I don't understand what the critics are on about. I am honestly baffled and even a bit annoyed about it. Now by no means is Bright a perfect movie, but ill be damned if it isn't an extremely entertaining and exciting one. The strange sounding mixture of hard boiled cop flick and fantasy film shouldn't work, but somehow it does in spades. Themes of race and police violence are quite cleverly turned on their heads and explored in different contexts thanks to the fantasy world Bright lives in. This fascinating new world we are introduced to is absolutely engrossing, full of lore and fantastic creatures, and you leave the movie just wanting more of it. (Luckily for us Netflix has already greenlit a sequel.) Will Smith is in fine form in the best role he's had in years as Daryl, and Joel Edgerton is simply astounding as the rookie Orc cop. Edgerton's Nick is one of my favorite screen protagonists of the year and his character arc is such fun to behold. The makeup crew has worked a miracle because not only is the "orc makeup" extremely believable and interesting, but it allows the actors wearing it to emote and express just like they were wearing nothing at all. I went into Bright not expecting much, but came out not only pleasantly surprised, but confused.

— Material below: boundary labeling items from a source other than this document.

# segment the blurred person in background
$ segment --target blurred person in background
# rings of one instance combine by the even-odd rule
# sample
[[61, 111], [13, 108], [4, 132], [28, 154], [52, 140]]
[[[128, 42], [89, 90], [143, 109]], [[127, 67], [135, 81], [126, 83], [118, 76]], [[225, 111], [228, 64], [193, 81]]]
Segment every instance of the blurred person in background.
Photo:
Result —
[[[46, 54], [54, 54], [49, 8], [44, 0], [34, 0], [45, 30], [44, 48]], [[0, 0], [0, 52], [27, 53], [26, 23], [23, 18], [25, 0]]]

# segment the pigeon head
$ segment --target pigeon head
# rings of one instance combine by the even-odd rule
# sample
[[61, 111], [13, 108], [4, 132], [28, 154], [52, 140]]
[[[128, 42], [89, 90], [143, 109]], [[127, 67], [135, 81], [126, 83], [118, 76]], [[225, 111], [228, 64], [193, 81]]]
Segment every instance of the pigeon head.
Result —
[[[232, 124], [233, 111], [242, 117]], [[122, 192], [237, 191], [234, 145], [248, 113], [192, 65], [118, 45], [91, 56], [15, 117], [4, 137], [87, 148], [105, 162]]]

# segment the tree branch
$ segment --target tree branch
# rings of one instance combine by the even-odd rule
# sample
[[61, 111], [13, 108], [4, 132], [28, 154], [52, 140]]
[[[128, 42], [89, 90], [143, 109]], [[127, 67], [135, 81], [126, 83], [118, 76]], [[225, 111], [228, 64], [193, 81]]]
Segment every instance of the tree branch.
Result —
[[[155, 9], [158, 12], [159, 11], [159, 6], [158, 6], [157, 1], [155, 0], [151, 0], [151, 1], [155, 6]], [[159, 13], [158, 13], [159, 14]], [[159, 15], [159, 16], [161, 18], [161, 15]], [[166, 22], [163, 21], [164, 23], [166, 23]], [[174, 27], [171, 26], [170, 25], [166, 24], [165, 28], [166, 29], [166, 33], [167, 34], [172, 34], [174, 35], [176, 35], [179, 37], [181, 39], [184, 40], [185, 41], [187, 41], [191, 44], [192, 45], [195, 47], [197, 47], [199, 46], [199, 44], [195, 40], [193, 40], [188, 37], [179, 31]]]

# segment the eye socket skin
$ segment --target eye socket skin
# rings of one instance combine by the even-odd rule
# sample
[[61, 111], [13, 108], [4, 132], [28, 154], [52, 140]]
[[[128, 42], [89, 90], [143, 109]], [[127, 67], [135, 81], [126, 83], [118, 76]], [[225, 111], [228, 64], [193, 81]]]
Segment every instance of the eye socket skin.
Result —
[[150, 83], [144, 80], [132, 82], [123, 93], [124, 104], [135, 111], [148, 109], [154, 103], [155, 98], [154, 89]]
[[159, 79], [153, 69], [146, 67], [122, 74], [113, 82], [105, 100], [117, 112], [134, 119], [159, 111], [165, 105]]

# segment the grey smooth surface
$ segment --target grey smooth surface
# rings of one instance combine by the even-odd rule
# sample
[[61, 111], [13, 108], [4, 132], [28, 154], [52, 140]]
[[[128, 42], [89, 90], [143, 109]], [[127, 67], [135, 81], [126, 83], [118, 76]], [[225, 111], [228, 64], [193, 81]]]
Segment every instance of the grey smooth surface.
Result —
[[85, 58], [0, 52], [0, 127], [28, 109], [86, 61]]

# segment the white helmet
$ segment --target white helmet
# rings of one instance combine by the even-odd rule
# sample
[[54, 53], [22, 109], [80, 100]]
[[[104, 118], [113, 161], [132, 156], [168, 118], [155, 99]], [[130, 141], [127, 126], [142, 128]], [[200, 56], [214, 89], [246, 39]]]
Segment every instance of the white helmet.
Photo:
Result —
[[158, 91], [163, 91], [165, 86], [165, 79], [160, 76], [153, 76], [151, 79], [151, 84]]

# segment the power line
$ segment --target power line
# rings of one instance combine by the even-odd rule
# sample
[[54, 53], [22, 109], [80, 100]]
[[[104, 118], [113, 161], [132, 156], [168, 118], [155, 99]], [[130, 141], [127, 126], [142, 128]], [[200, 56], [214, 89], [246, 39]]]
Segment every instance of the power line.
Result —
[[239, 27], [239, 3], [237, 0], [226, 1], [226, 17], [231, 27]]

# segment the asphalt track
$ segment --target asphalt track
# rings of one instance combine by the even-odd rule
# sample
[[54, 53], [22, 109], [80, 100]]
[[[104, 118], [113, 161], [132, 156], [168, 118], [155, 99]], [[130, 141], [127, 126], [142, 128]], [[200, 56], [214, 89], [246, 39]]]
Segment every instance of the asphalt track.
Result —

So why? Why do critics hate this movie? It isn't poorly made. It doesn't look bad. There's not a bad performance in sight. The effects are believable and in the case of makeup, award worthy. So why? Why all the bad reviews? These are not just mediocre reviews mind you, there is real disdain and dislike for this movie. The answer? In complete and utter honesty, I do not know. You could postulate conspiracy theories about studios paying them off because they hate Netflix and it's threat to the system, or maybe they hate David Ayer, or maybe they just all woke up on the wrong side of the bed that day, but honestly I don't have a clue. The one thing I do know is this: You know that link up above for the reviews on Rotten Tomatoes? You see how, at the time of writing this, it has only a 28% out of 100 from critics? Look to the right. At time of writing it has an "Audience Score" of 89% out of 100. So at least I'm not the only one left puzzled as the credits rolled.
Back in May I had a similar confused reaction to the critical reception of King Arthur: Legend of the Sword. I'd like to double down on the statements I made in that review that I think only ring all the truer: "Now does this mean I am right and the other critics are wrong? Not necessarily, but I have to say you shouldn't ever take what anyone has to say about a movie as the absolute truth. Myself most definitely included. So should you stop reading reviews all together? No. (Especially keep reading mine. I need the views for my ego....Tell your friends.) What you should do is this: read between the lines. Never take the final verdict of a review as wether or not you should see a movie. See what the person has to say about what goes on in the film and if that sounds like a good time to you then go see it! You might just find yourself enjoying and endlessly quoting a movie that everyone else seemed to hate."
Trivia from IMDB for Bright:
Given a budget of $90,000,000, this film makes it the most expensive Netflix movie to date.
Max Landis has stated that he turned down an addition £1 million for the sale of the script because he wanted David Ayer to direct. He had written the script specifically for Ayer.
This movie was on the 2018 Academy shortlist for possible nominations in the "Makeup and Hairstyling" category.